From Recklessness to Disaster

Both Chernobyl and the Titanic demonstrate how quickly perceived invulnerability transforms into catastrophe. In both cases, the disaster wasn’t a bolt from the blue – it was the logical conclusion of accumulated shortcuts, ignored warnings, and systemic arrogance.

When officials treat national security infrastructure like a pig pen where established rules don’t apply to their mud slinging, they aren’t simply being careless, they’re setting the stage for predictable disaster.
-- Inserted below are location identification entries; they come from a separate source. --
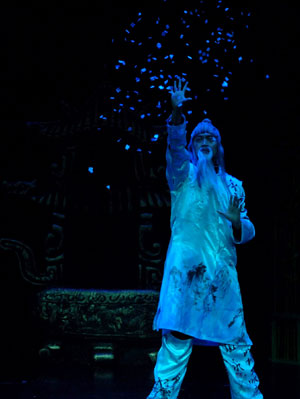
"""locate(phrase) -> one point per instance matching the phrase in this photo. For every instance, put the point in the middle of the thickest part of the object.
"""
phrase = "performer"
(200, 301)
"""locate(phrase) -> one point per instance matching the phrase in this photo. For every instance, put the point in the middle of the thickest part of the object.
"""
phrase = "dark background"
(55, 56)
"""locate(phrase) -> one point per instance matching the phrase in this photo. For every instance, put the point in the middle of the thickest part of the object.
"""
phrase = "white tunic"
(200, 293)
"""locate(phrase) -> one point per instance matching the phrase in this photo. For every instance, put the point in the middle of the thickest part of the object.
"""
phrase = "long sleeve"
(247, 227)
(178, 158)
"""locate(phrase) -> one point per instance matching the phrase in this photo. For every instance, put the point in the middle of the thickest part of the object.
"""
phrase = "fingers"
(235, 201)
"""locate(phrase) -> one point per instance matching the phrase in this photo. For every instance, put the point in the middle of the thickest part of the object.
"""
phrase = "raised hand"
(178, 95)
(233, 212)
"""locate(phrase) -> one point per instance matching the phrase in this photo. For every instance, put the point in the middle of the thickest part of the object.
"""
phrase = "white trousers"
(172, 361)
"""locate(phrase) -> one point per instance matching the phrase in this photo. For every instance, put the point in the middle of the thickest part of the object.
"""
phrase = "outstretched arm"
(178, 158)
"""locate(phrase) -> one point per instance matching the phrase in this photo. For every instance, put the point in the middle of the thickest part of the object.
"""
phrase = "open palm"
(178, 94)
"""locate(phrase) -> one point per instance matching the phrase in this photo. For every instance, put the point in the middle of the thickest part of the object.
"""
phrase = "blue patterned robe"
(200, 294)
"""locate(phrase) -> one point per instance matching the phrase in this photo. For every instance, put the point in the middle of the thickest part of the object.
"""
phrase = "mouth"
(205, 150)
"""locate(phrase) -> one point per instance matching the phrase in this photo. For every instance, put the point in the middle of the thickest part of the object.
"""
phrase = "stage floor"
(73, 381)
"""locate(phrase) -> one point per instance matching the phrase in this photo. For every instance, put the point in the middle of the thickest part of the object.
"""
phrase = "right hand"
(178, 95)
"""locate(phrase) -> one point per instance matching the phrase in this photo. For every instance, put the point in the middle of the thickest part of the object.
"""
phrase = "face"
(206, 143)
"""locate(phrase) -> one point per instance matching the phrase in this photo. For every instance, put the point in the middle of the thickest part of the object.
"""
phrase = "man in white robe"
(200, 300)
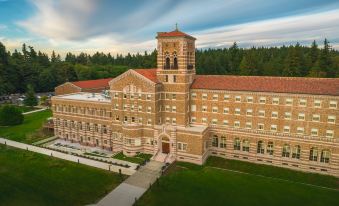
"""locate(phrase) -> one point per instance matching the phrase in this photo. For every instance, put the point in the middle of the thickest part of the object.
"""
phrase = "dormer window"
(175, 61)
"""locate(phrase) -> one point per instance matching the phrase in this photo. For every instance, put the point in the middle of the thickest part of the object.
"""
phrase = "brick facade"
(164, 110)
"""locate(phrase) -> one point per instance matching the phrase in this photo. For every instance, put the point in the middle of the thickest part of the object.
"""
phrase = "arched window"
(269, 148)
(236, 145)
(325, 156)
(215, 141)
(296, 152)
(260, 147)
(175, 61)
(314, 154)
(167, 61)
(245, 145)
(223, 142)
(286, 150)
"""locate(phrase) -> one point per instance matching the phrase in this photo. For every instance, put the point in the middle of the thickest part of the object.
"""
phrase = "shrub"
(10, 115)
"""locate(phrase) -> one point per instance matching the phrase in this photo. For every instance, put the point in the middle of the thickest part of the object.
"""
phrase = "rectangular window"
(314, 132)
(316, 118)
(274, 128)
(302, 102)
(193, 119)
(226, 97)
(204, 96)
(261, 113)
(275, 100)
(193, 108)
(274, 115)
(214, 121)
(301, 116)
(329, 133)
(226, 110)
(238, 98)
(300, 130)
(287, 129)
(249, 112)
(331, 119)
(289, 101)
(287, 115)
(333, 105)
(317, 103)
(261, 126)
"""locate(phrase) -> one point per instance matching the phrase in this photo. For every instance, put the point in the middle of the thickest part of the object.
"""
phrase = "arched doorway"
(165, 145)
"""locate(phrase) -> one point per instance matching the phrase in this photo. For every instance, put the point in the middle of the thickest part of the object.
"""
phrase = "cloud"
(273, 32)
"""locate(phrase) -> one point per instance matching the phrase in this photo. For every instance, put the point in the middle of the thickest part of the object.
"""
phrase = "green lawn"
(28, 178)
(138, 159)
(24, 109)
(25, 131)
(187, 184)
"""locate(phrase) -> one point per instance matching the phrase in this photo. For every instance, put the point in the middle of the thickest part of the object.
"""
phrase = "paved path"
(38, 110)
(45, 140)
(133, 187)
(68, 157)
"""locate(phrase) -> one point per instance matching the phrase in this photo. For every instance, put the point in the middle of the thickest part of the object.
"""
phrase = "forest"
(19, 69)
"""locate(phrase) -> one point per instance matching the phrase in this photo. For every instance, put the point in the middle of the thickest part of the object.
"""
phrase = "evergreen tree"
(30, 99)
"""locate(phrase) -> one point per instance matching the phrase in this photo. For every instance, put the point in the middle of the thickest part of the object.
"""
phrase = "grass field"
(28, 178)
(24, 132)
(24, 109)
(187, 184)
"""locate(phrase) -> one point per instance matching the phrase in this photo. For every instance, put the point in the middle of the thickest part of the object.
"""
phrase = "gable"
(132, 80)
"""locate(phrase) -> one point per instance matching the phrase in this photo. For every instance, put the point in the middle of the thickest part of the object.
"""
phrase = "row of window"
(263, 100)
(274, 114)
(273, 127)
(261, 148)
(83, 110)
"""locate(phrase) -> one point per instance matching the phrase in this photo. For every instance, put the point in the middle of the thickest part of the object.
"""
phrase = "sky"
(121, 26)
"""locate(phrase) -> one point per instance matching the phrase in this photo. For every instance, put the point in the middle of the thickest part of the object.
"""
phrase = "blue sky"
(131, 25)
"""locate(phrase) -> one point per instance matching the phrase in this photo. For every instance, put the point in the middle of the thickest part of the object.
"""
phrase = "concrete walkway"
(133, 187)
(68, 157)
(38, 110)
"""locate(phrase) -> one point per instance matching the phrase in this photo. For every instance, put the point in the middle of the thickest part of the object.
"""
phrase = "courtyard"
(229, 182)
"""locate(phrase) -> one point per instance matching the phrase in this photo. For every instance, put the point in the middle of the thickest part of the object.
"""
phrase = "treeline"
(29, 67)
(294, 60)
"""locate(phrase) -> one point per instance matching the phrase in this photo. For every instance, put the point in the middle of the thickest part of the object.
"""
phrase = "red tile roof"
(297, 85)
(97, 83)
(175, 33)
(150, 74)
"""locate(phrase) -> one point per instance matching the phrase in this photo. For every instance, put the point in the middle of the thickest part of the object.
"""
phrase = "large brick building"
(171, 111)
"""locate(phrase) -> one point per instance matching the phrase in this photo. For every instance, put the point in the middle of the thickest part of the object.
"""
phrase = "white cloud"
(304, 28)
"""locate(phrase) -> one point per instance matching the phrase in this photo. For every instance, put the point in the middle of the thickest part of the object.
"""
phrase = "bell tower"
(176, 71)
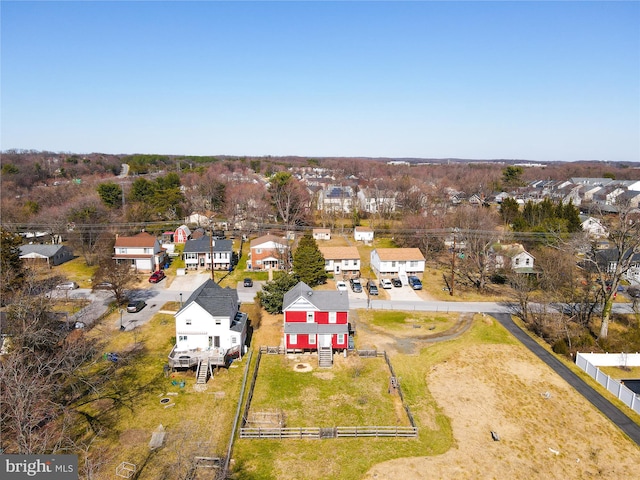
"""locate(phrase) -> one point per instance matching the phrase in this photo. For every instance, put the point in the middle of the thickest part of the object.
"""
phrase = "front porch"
(192, 358)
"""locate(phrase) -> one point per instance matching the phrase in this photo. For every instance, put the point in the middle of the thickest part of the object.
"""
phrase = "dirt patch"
(324, 375)
(502, 388)
(134, 437)
(302, 367)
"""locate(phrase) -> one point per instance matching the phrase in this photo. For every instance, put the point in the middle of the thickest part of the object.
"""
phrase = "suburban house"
(142, 251)
(321, 234)
(592, 226)
(397, 262)
(363, 234)
(51, 255)
(210, 330)
(343, 261)
(316, 321)
(336, 198)
(513, 257)
(182, 234)
(373, 200)
(608, 259)
(197, 253)
(268, 253)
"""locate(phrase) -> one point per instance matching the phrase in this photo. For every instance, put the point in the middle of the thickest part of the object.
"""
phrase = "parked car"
(136, 305)
(156, 276)
(356, 286)
(415, 282)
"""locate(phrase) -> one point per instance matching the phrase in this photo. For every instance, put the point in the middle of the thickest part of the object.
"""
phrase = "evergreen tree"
(308, 262)
(271, 297)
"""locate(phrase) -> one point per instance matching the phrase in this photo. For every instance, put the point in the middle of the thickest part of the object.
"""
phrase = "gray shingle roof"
(46, 250)
(202, 245)
(323, 300)
(217, 301)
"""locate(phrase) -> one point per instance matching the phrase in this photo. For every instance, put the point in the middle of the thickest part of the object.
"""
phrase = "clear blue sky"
(527, 80)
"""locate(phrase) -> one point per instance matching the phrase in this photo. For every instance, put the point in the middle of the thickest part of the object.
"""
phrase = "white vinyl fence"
(589, 362)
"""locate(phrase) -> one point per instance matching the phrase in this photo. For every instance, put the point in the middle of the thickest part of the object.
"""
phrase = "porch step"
(203, 372)
(325, 357)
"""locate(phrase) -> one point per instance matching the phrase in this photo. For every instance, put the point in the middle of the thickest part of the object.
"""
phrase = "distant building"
(322, 234)
(363, 234)
(51, 255)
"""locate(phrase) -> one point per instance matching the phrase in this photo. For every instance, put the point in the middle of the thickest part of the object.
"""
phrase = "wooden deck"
(192, 358)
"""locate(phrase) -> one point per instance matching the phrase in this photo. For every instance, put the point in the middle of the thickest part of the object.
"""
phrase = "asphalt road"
(607, 408)
(181, 288)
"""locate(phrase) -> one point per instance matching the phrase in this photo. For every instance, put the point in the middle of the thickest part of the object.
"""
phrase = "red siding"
(302, 342)
(295, 316)
(334, 341)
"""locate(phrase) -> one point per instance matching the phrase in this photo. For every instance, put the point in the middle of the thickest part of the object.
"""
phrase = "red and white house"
(268, 253)
(316, 320)
(182, 234)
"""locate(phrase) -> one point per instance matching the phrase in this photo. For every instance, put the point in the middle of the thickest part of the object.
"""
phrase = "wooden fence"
(332, 432)
(335, 432)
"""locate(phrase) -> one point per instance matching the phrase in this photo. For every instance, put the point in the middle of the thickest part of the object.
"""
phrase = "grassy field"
(353, 393)
(351, 458)
(127, 411)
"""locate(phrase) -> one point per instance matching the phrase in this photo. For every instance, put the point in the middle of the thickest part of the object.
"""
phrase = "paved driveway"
(403, 294)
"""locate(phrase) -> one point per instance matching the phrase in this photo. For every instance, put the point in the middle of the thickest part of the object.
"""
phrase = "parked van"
(415, 282)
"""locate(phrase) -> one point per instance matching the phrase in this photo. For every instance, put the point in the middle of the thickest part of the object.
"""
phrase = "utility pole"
(211, 253)
(453, 263)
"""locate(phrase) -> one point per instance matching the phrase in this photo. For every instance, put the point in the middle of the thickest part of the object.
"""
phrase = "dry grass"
(198, 423)
(620, 373)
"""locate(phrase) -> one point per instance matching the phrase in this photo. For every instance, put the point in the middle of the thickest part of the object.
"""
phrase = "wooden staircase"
(202, 375)
(325, 357)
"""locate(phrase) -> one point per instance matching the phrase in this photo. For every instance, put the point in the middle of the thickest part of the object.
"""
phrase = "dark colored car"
(356, 286)
(415, 282)
(156, 276)
(136, 306)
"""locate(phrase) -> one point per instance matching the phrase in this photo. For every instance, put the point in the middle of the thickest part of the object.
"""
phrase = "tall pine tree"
(308, 262)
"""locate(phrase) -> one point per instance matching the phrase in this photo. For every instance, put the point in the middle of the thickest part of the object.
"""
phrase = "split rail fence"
(332, 432)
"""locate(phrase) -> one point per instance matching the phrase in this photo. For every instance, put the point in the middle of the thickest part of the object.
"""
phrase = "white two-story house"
(142, 251)
(197, 253)
(397, 262)
(210, 329)
(343, 261)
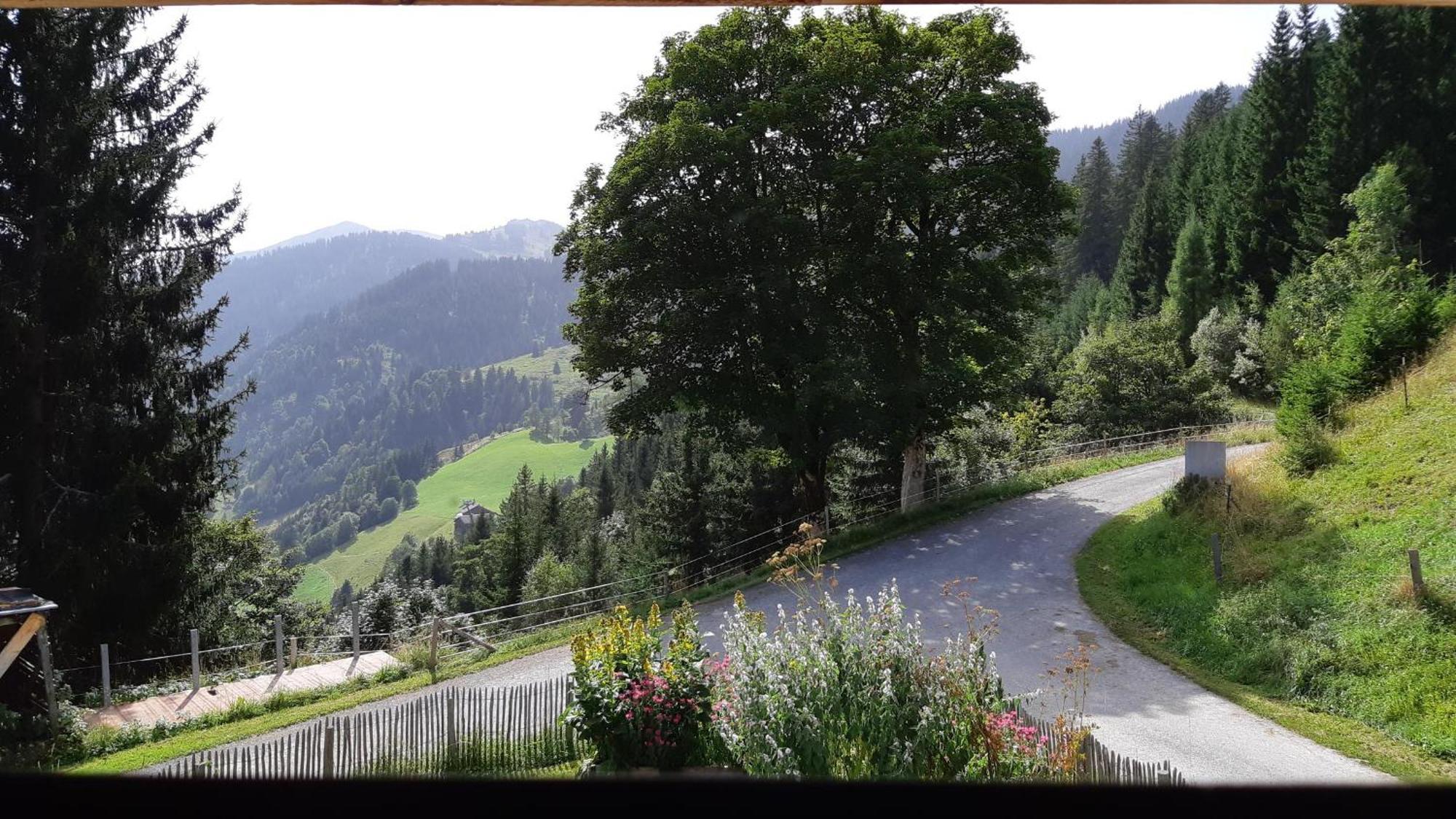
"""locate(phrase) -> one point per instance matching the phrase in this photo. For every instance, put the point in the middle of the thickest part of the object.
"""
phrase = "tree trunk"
(912, 477)
(812, 483)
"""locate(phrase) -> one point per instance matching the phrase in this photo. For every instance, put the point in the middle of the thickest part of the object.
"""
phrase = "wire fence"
(506, 732)
(452, 730)
(507, 622)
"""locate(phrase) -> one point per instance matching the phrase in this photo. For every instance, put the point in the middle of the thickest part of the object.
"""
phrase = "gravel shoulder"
(1021, 553)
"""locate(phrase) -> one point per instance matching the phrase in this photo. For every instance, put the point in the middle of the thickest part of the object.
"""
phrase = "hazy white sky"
(459, 119)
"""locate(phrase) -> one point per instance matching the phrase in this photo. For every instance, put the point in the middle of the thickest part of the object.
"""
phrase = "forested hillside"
(356, 401)
(1202, 267)
(270, 292)
(1074, 143)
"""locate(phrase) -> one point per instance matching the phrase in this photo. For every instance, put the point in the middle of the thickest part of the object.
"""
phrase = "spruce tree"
(1385, 94)
(1145, 151)
(111, 420)
(1192, 279)
(1097, 242)
(1273, 132)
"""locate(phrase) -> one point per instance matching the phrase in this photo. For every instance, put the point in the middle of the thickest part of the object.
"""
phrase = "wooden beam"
(653, 4)
(18, 641)
(471, 637)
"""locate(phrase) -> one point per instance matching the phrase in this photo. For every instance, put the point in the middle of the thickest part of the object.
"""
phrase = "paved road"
(1023, 554)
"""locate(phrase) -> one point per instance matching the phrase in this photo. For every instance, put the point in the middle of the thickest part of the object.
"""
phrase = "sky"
(461, 119)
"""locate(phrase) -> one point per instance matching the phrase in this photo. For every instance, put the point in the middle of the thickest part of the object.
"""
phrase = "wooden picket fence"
(454, 730)
(1100, 764)
(505, 732)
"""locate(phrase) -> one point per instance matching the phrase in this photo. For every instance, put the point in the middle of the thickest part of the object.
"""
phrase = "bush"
(638, 704)
(1313, 391)
(1132, 378)
(1186, 493)
(848, 691)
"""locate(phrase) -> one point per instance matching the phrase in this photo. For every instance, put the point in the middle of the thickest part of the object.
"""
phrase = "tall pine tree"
(111, 424)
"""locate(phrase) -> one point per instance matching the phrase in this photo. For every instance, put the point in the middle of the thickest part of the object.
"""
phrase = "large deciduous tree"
(825, 228)
(111, 424)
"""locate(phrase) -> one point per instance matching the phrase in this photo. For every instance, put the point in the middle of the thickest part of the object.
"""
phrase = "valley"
(486, 475)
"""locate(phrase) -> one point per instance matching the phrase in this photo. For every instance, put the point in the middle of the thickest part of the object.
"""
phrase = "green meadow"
(486, 475)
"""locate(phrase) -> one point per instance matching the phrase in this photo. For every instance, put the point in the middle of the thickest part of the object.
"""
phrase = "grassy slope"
(842, 544)
(542, 366)
(1315, 624)
(486, 474)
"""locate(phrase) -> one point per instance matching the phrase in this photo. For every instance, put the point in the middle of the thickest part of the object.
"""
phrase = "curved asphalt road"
(1023, 554)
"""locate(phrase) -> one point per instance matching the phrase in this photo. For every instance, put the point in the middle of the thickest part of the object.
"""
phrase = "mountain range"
(1074, 143)
(272, 290)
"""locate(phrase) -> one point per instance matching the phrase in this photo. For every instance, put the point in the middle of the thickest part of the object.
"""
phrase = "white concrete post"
(328, 752)
(197, 665)
(106, 675)
(279, 641)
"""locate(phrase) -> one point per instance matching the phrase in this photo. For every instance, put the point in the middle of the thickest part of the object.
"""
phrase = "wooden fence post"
(1406, 388)
(279, 643)
(435, 646)
(1417, 582)
(197, 663)
(106, 675)
(43, 641)
(356, 608)
(452, 735)
(328, 752)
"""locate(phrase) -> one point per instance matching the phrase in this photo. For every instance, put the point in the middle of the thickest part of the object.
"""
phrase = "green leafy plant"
(638, 704)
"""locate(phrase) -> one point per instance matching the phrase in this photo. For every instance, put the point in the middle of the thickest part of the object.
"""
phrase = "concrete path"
(1023, 554)
(256, 689)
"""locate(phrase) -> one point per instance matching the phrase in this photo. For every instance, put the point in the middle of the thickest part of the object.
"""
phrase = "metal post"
(44, 644)
(106, 675)
(1406, 388)
(279, 641)
(452, 736)
(197, 665)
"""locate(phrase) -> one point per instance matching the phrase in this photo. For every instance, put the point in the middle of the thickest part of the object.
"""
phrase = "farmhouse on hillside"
(468, 516)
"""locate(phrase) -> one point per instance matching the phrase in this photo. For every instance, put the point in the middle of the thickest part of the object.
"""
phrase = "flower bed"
(839, 689)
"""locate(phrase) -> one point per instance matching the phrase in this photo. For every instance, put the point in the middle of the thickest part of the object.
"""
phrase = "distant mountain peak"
(528, 238)
(1074, 142)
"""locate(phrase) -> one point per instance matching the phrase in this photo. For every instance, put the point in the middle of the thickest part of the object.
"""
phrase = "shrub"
(638, 704)
(1132, 378)
(1186, 493)
(1311, 392)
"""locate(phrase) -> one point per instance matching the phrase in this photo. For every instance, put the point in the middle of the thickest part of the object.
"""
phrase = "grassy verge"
(215, 735)
(842, 544)
(1315, 624)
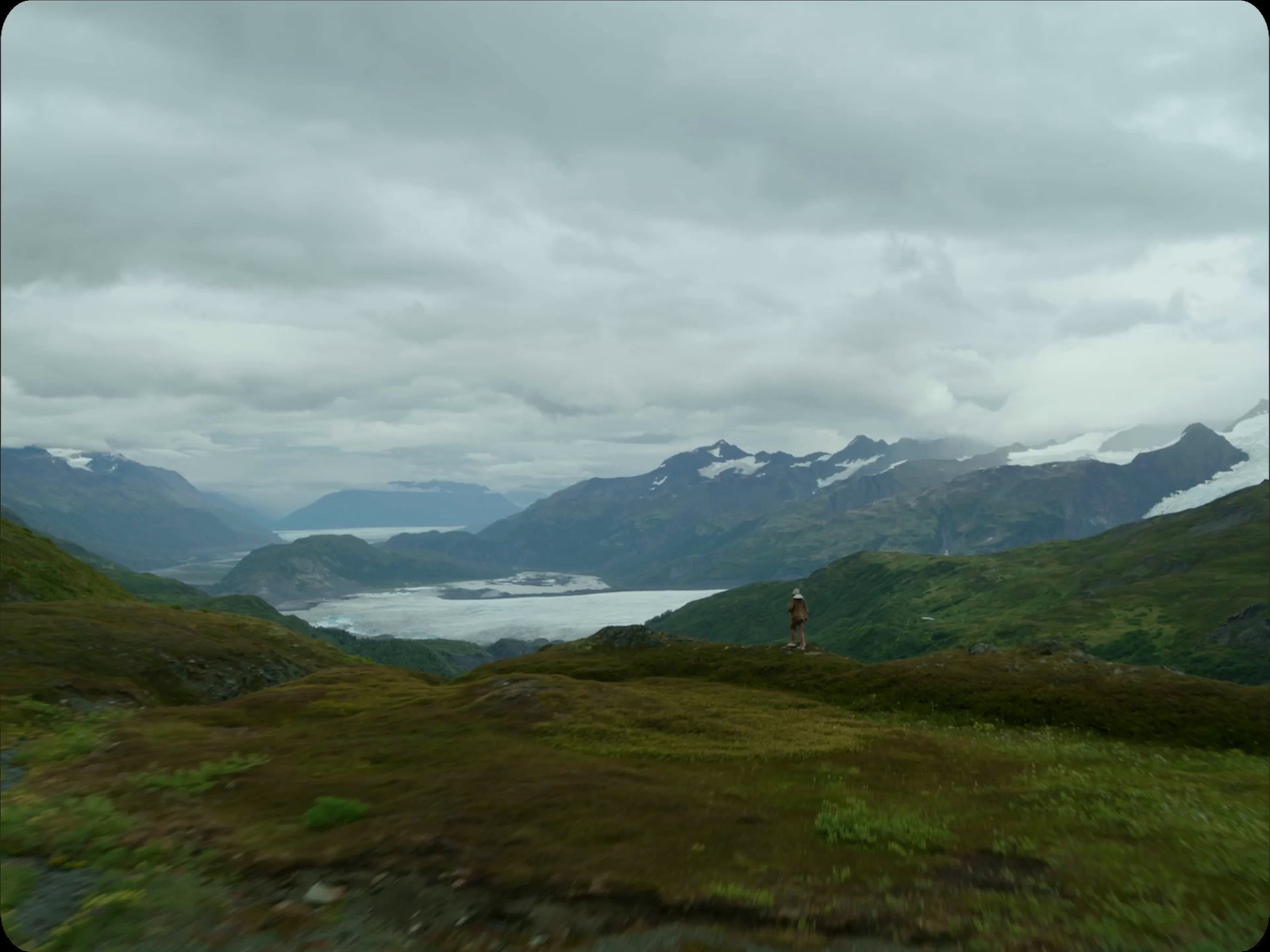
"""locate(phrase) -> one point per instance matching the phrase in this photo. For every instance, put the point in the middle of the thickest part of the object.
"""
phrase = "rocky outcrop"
(1248, 628)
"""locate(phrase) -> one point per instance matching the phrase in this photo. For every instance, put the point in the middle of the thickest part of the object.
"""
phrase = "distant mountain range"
(143, 517)
(718, 517)
(710, 517)
(436, 503)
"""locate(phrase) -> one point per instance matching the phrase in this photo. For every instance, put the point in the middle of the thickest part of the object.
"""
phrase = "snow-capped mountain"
(1251, 435)
(143, 517)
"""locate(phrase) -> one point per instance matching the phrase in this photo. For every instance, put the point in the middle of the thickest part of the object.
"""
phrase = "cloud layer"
(290, 247)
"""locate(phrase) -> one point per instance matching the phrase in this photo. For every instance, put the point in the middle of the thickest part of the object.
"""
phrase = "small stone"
(321, 894)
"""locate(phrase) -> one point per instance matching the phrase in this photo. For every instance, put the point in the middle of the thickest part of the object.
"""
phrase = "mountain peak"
(1261, 408)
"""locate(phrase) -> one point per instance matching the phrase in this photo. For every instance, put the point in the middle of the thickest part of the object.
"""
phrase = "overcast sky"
(283, 248)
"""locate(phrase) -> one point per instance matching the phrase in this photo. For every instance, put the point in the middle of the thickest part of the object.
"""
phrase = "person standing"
(798, 620)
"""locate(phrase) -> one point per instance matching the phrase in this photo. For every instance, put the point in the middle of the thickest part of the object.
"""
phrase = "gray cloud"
(300, 245)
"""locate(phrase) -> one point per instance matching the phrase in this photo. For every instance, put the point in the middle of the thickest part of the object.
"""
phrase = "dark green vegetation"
(677, 778)
(1164, 592)
(133, 653)
(140, 516)
(435, 503)
(1030, 797)
(1022, 687)
(333, 812)
(33, 569)
(325, 566)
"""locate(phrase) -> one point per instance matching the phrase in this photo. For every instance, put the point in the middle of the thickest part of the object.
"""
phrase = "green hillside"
(1156, 592)
(32, 569)
(729, 797)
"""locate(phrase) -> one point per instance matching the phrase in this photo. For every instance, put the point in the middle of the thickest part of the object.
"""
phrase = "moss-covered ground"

The accidental inclusion of a journalist in military planning didn’t lead to immediate catastrophe, thanks to the professionalism of that journalist, but it revealed a system where such accidents are not only possible but probable.

As one security expert noted regarding the Starlink implementation: “This is extra stupid to go satellite to fiber to actual site.” This isn’t the language of political disagreement, it’s the exasperation of true professionals watching rank muddy amateurs dismantle critical safeguards because they believe themselves immune to consequences.

Inevitable Reckoning

History teaches us that no one is truly untouchable, no matter how much they believe otherwise. The Titanic’s “unsinkable” reputation didn’t prevent it from sinking. Chernobyl’s operators’ confidence didn’t prevent catastrophic fallout.

The current approach to national security technology in bypassing established systems, ignoring expert warnings, and treating classified information casually, isn’t sustainable for another minute. These aren’t merely political choices; they’re fundamental security vulnerabilities that accumulate and worsen with time. Ask me about quantum threats in Signal.

When the inevitable breach occurs, when classified information is compromised (if not already), when military operations are exposed, when critical systems are penetrated, the consequences won’t be limited to those who created the vulnerabilities. Like Chernobyl’s radiation or the Titanic’s icy waters, the damage will spread far beyond those responsible.

Until the American people understand that no one is truly untouchable when it comes to security fundamentals, we remain on a collision course with consequences that no amount of privilege or power can deflect.